Jo Sampford, Miss Niamh Fields1
1Queensland Advocacy Incorporated, South Brisbane, Australia
Queensland’s mental health system has undergone significant change since the commencement of the Mental Health Act 2016 (Qld) on 5 March 2017. One of the significant changes has been the introduction of legal representatives for patients for particular types of hearings. The entry of a new wave of lawyers into what has previously been a largely clinical forum has played a significant (but not the sole) role in a number of procedural and cultural changes both in the Tribunal, and in mental health services in Queensland. It has also sparked many cross-disciplinary conversations, as lawyers and psychiatrists learn more about each others’ practices and perspectives.
At its best, these cross-disciplinary conversations can be both informative and therapeutic, and lead to collaborative problem-solving that is particularly important for complex cases. These conversations can also lead to better understandings of key concepts, such as the legal and clinical approaches to assessing capacity. In the rare case, cross-disciplinary friction can cause frustration for both professionals and tend towards adversarialism.
This presentation will review some of the significant learnings and changes since the introduction of Queensland’s new Mental Health Act. It will also provide some practice tips for both lawyers and clinicians on how to have better cross-disciplinary conversations.
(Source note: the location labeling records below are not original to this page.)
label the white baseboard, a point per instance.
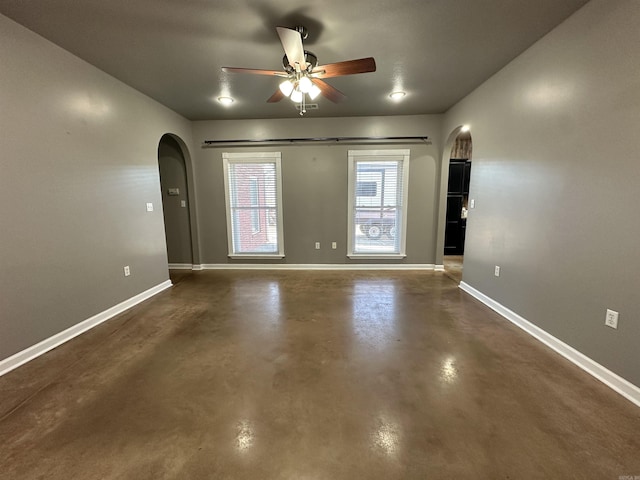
(180, 266)
(52, 342)
(316, 266)
(625, 388)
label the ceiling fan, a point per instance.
(303, 76)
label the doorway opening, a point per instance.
(457, 204)
(175, 203)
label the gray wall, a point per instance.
(177, 225)
(555, 178)
(79, 163)
(315, 184)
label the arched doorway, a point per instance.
(456, 178)
(176, 205)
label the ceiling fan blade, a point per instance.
(329, 92)
(276, 97)
(292, 44)
(255, 71)
(349, 67)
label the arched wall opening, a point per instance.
(454, 199)
(178, 202)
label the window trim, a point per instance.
(401, 155)
(253, 157)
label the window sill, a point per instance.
(256, 256)
(377, 256)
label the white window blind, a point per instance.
(378, 182)
(254, 204)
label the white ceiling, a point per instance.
(437, 51)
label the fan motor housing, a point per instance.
(310, 58)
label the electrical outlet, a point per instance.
(611, 319)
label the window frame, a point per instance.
(253, 158)
(372, 156)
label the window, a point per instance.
(252, 185)
(378, 184)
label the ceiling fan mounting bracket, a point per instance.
(304, 33)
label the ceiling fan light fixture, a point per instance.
(286, 87)
(314, 91)
(296, 96)
(226, 100)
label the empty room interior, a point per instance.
(319, 240)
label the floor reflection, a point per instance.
(374, 312)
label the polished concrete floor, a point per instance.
(311, 375)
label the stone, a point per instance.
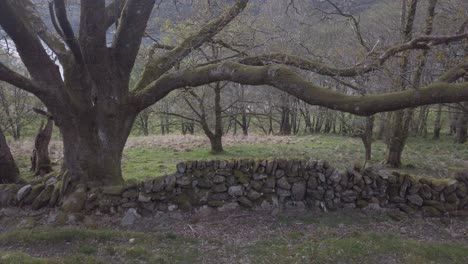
(51, 181)
(270, 182)
(283, 192)
(430, 211)
(23, 192)
(257, 185)
(181, 167)
(148, 185)
(43, 198)
(279, 173)
(184, 180)
(219, 188)
(144, 198)
(228, 207)
(132, 193)
(253, 195)
(452, 198)
(35, 191)
(113, 190)
(406, 208)
(317, 194)
(397, 215)
(362, 203)
(219, 179)
(213, 203)
(335, 176)
(170, 182)
(415, 199)
(367, 180)
(312, 183)
(298, 191)
(75, 202)
(205, 183)
(451, 187)
(245, 202)
(258, 176)
(348, 196)
(219, 196)
(283, 183)
(130, 217)
(236, 190)
(425, 192)
(322, 177)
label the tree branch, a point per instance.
(127, 40)
(156, 67)
(18, 80)
(65, 26)
(41, 68)
(424, 42)
(290, 82)
(92, 36)
(112, 13)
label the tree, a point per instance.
(40, 161)
(9, 172)
(94, 107)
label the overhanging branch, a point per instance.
(286, 80)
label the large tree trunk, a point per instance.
(462, 126)
(93, 146)
(366, 137)
(40, 161)
(397, 140)
(438, 123)
(9, 173)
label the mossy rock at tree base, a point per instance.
(43, 198)
(113, 190)
(35, 191)
(75, 202)
(241, 177)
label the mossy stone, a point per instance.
(241, 177)
(75, 202)
(35, 191)
(43, 198)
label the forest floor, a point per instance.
(240, 236)
(157, 155)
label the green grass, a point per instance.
(423, 157)
(366, 247)
(98, 246)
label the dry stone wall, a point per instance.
(264, 184)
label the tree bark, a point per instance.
(9, 172)
(366, 137)
(438, 123)
(462, 125)
(40, 161)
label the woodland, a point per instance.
(100, 97)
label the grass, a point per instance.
(323, 245)
(363, 247)
(423, 157)
(98, 246)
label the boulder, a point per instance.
(43, 198)
(236, 190)
(298, 191)
(23, 192)
(415, 199)
(130, 217)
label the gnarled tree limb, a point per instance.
(286, 80)
(424, 42)
(156, 67)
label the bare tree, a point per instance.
(94, 106)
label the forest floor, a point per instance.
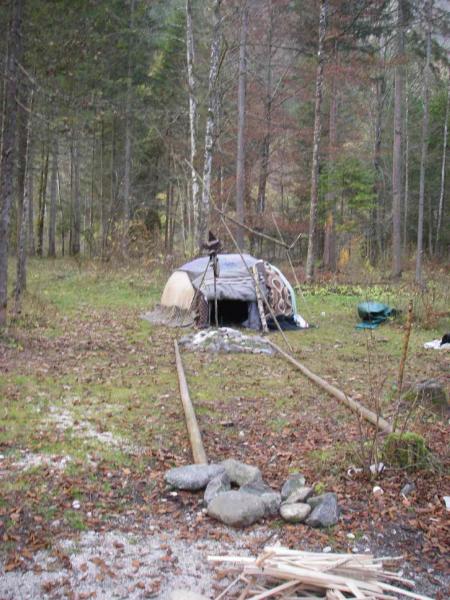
(91, 419)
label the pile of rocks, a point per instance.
(225, 339)
(236, 495)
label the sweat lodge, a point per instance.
(248, 292)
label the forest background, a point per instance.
(131, 127)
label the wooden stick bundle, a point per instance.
(283, 573)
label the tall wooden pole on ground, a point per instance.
(198, 451)
(356, 407)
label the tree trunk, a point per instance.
(30, 183)
(379, 211)
(61, 211)
(406, 190)
(424, 145)
(442, 189)
(329, 249)
(265, 145)
(53, 201)
(397, 147)
(240, 161)
(210, 124)
(21, 273)
(8, 147)
(22, 133)
(311, 256)
(127, 166)
(102, 195)
(42, 201)
(190, 58)
(76, 201)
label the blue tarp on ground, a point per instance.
(373, 314)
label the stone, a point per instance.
(325, 510)
(240, 473)
(217, 485)
(192, 477)
(433, 393)
(294, 512)
(300, 495)
(292, 484)
(270, 497)
(408, 489)
(186, 595)
(236, 508)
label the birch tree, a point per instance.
(8, 147)
(424, 143)
(211, 120)
(127, 166)
(190, 60)
(53, 199)
(21, 271)
(240, 155)
(397, 161)
(311, 256)
(444, 156)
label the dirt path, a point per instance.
(92, 421)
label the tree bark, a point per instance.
(397, 165)
(442, 189)
(192, 84)
(265, 145)
(379, 211)
(22, 133)
(42, 201)
(406, 190)
(21, 272)
(424, 145)
(205, 207)
(329, 249)
(30, 183)
(127, 166)
(311, 256)
(53, 201)
(240, 161)
(8, 148)
(76, 201)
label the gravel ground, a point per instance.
(118, 565)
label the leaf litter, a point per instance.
(66, 519)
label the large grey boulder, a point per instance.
(240, 473)
(236, 508)
(192, 477)
(292, 484)
(270, 497)
(186, 595)
(220, 483)
(325, 510)
(295, 512)
(300, 495)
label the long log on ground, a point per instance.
(355, 406)
(198, 451)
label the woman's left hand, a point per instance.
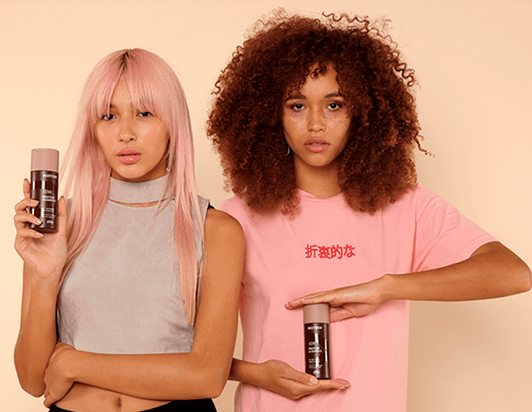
(56, 381)
(347, 302)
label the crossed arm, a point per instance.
(199, 374)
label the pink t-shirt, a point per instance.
(328, 245)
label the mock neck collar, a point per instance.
(137, 192)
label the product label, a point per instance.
(317, 350)
(44, 188)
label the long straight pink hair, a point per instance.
(154, 87)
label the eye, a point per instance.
(335, 106)
(297, 106)
(108, 116)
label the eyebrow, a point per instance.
(302, 96)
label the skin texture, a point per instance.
(85, 381)
(245, 122)
(315, 125)
(492, 270)
(137, 131)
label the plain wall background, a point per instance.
(473, 62)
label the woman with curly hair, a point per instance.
(315, 121)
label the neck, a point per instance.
(321, 182)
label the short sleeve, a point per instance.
(443, 236)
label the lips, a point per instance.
(128, 156)
(316, 145)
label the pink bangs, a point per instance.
(154, 87)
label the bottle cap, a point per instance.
(45, 159)
(316, 313)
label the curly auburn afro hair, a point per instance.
(376, 167)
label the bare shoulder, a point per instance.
(221, 226)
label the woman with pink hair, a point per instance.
(132, 303)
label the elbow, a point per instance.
(213, 383)
(211, 378)
(527, 278)
(28, 383)
(31, 386)
(522, 278)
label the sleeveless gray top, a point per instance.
(122, 294)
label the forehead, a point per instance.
(319, 84)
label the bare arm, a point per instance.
(491, 271)
(200, 373)
(44, 257)
(279, 377)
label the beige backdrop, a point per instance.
(473, 60)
Jo juggled roles as a mental health advocate, corporate lawyer and disability support worker before joining QAI in March 2017 to support the team’s growing mental health practice after the new Queensland Mental Health Act came into effect. During her first 18 months, she has represented in more than 250 Tribunal and Appellate Court hearings, and in 2018 was the inaugural recipient of the Public Guardian’s award for excellence in elevating the rights and aspirations of clients in disability funded services for her Tribunal advocacy work.